The app's founders should've expected Meta to monetize its eyeballs

- Parmy Olson

WhatsApp's 'no ads' promise couldn't have lasted too long

It's hard to think of a more extraordinary business deal than Facebook's $19 billion acquisition of WhatsApp in February 2014. Its creators were outliers. With a lean staff of just a few dozen people, they had no marketing department, no sign on the door and had spent zero cents from their sole investor, Sequoia Capital.
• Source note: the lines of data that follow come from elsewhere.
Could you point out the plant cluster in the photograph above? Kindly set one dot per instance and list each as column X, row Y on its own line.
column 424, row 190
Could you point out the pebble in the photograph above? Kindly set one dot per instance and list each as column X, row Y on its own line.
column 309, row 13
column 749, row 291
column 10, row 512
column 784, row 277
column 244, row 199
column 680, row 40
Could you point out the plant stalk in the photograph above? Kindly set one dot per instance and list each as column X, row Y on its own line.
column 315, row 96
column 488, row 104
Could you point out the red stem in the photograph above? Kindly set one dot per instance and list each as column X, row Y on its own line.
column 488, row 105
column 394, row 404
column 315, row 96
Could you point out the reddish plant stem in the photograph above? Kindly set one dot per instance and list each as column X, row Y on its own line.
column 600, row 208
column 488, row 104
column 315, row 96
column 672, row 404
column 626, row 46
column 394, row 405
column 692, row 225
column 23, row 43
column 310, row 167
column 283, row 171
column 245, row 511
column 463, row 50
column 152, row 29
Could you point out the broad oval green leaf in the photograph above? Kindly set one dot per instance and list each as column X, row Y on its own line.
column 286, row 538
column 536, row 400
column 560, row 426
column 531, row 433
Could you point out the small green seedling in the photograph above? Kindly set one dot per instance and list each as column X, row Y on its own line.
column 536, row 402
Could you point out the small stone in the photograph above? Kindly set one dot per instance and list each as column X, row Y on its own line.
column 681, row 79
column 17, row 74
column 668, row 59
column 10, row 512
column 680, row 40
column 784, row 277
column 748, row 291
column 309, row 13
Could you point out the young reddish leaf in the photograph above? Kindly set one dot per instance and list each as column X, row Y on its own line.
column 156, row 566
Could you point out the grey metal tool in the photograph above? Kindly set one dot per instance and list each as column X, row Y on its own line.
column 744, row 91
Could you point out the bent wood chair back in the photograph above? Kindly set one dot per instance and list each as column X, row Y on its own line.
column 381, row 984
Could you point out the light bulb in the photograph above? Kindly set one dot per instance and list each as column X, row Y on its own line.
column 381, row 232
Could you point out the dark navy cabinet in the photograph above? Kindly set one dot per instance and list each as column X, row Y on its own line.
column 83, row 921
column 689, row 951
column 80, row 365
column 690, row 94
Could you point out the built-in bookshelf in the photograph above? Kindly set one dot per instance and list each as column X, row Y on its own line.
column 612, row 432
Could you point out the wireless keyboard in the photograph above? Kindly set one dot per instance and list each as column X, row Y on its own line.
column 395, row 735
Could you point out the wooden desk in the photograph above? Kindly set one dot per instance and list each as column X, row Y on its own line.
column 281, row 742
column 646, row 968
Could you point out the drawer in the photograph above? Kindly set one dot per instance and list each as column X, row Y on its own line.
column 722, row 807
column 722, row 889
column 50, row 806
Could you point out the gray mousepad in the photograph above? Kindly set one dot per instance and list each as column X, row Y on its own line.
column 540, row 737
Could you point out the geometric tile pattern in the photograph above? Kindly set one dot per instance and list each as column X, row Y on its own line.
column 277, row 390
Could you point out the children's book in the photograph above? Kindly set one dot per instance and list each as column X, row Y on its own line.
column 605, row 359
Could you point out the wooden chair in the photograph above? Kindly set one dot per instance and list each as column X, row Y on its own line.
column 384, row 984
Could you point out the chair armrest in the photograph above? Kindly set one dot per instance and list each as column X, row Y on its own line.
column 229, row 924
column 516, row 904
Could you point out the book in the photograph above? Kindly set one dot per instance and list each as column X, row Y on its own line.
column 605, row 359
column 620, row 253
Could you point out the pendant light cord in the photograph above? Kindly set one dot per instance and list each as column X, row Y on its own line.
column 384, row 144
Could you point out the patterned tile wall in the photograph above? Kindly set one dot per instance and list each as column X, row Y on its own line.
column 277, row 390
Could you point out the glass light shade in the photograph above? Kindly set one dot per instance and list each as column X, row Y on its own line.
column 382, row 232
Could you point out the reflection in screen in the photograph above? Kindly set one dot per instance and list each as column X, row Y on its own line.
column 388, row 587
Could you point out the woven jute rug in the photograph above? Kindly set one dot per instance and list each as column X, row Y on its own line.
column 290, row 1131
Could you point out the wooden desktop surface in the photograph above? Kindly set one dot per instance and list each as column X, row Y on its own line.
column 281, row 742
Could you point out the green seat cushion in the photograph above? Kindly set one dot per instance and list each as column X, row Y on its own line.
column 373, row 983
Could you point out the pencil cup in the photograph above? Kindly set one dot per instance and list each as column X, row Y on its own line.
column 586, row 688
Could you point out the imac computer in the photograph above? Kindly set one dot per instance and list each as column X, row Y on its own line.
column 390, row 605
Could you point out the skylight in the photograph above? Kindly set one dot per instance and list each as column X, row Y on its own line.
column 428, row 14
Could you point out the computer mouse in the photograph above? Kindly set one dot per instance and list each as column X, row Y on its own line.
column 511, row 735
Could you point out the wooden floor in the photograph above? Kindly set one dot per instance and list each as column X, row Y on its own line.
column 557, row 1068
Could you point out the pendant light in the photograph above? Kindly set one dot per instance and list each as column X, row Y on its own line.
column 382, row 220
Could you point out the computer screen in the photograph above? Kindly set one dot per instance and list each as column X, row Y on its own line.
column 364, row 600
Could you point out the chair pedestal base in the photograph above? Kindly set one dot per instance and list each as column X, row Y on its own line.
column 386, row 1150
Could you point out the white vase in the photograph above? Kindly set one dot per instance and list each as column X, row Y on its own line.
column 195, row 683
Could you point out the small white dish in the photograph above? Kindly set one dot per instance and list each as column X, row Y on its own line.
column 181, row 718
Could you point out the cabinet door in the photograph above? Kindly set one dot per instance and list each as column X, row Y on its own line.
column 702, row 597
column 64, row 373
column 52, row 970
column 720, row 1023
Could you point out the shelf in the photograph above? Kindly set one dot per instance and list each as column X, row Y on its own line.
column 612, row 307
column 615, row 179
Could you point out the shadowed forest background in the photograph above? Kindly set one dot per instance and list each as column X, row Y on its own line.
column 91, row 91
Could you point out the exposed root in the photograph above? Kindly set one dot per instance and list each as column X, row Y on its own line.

But WhatsApp had 450 million users, mostly outside the US. Founders Jan Koum and Brian Acton also hated ads. They'd spent a combined 20 years working at Yahoo bonding over their frustration with a business model that sucked up personal data to show us pop-ups. Building ad systems was "depressing," Koum told me in an interview in mid-2014. But not too depressing to sell their online chat service to Mark Zuckerberg's Facebook (now Meta Platforms) just a few months later. Eight of WhatsApp's roughly 50 employees made more than $100 million off that deal, while Koum gained a net worth of $6.8 billion.

Just over a decade later, ads are finally coming to WhatsApp. They'll appear in its 'Updates' (formerly Status) tab, where users post images and videos. Advertisers will also be able to promote Channels there and collect thousands of followers. Meta described the rollout as "gradual."